Das Stellen der richtigen Fragen liefert Ihrem Second-Level-Support-Team nicht nur die Informationen, die es zur erfolgreichen Lösung des Anrufs benötigt, sondern stärkt auch das Vertrauen Ihres Kunden. Effektive Fragestellungen vermitteln dem Kunden das Gefühl, dass sein Anliegen in guten Händen ist und dass Sie genau wissen, was Sie tun.
Ein Praxisbeispiel
Ein führender Anbieter von Mobiltelefonen, Mobilgeräten, Festnetztelefonen und Breitband-Internet investierte in die Schulung seiner Mitarbeiter in Kepner-Tregoe Resolve für das Incident Management und die Lösung technischer Probleme. Während der Schulung nutzte einer ihrer technischen Experten die KT-Problemanalyse, um ein komplexes Problem zu lösen.
Die Website des Unternehmens ermöglicht es Kunden, sich einzuloggen, ihre Kontoinformationen und gekauften Dienste einzusehen und ihre Rechnungen zu bezahlen. Um 5:00 Uhr morgens schlugen die Alarme zur Überwachung der Website an. Ein Major Incident Management Team wurde benachrichtigt und Mitteilungen über einen möglichen Ausfall wurden versendet. Als die Kunden gegen 6:00 Uhr aufwachten und versuchten, sich einzuloggen, häuften sich die Beschwerden. Kunden erhielten nach dem Login sporadisch Fehlermeldungen wie „Zeitüberschreitung“ und „Seite nicht gefunden“.
Mit seinen neuen Resolve-Kenntnissen beschrieb der technische Experte das Problem: „Kunden erhalten sporadische Fehlermeldungen beim Aufrufen des Kunden-Logins“, und spezifizierte das Problem dann, um das Was, Wo, Wann und das Ausmaß dieser Abweichung vom Normalzustand zu identifizieren.
Nachdem das Problem identifiziert war, konnte er mithilfe der strukturierten KT-Fragetechniken schnell die Grundursache ermitteln und eine geeignete Maßnahme festlegen, damit die Kunden wieder ordnungsgemäß auf die Website zugreifen konnten.

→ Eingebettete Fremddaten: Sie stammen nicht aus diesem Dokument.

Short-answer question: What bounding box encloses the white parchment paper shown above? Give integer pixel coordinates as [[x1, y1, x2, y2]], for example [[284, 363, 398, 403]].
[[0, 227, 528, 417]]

Nachbesserungen verschwenden wertvolle Zeit
Die Bereitstellung vollständiger Informationen an Ihr Second-Level-Team verringert die Wahrscheinlichkeit, dass dieses den Kunden erneut kontaktieren und Fragen stellen muss, die bereits früher hätten geklärt werden können.
Wenn ein Kunde mehrfach von verschiedenen Personen zum selben Anruf befragt wird, verliert er das Vertrauen in die Kompetenz der Personen, die seine IT-Services betreuen.
Ich vergleiche dies mit dem Besuch in einem Krankenhaus oder einer Klinik bei Krankheit oder Verletzung. Wenn die Patientenaufnahme gut durchgeführt wird, hat jeder medizinische Fachmann, den Sie im weiteren Verlauf sehen, Zugriff auf alle relevanten Informationen zu Ihrem Zustand; man muss Ihnen nicht immer wieder dieselben Fragen stellen. Wenn Sie jedoch immer wieder von verschiedenen Personen befragt werden, fragen Sie sich bald, ob Sie den richtigen Ort für die Lösung Ihres Problems gewählt haben.
Der Effekt ist derselbe, wenn die erste Person, mit der ein Kunde bei der Meldung eines IT-Problems spricht, nicht alle relevanten Informationen sammelt.
Den Weg zum Erfolg ebnen
Eine gute Vorarbeit in Form von Informationsbeschaffung und Analyse bietet die beste Voraussetzung, um Ihren Kunden eine zufriedenstellende Lösung für ihre IT-Probleme zu bieten. KT-Techniken können ein fundiertes und starkes Wissensfundament bilden, das es Ihnen ermöglicht, einen Weg zur Incident-Lösung zu bauen, der immer wieder genutzt werden kann.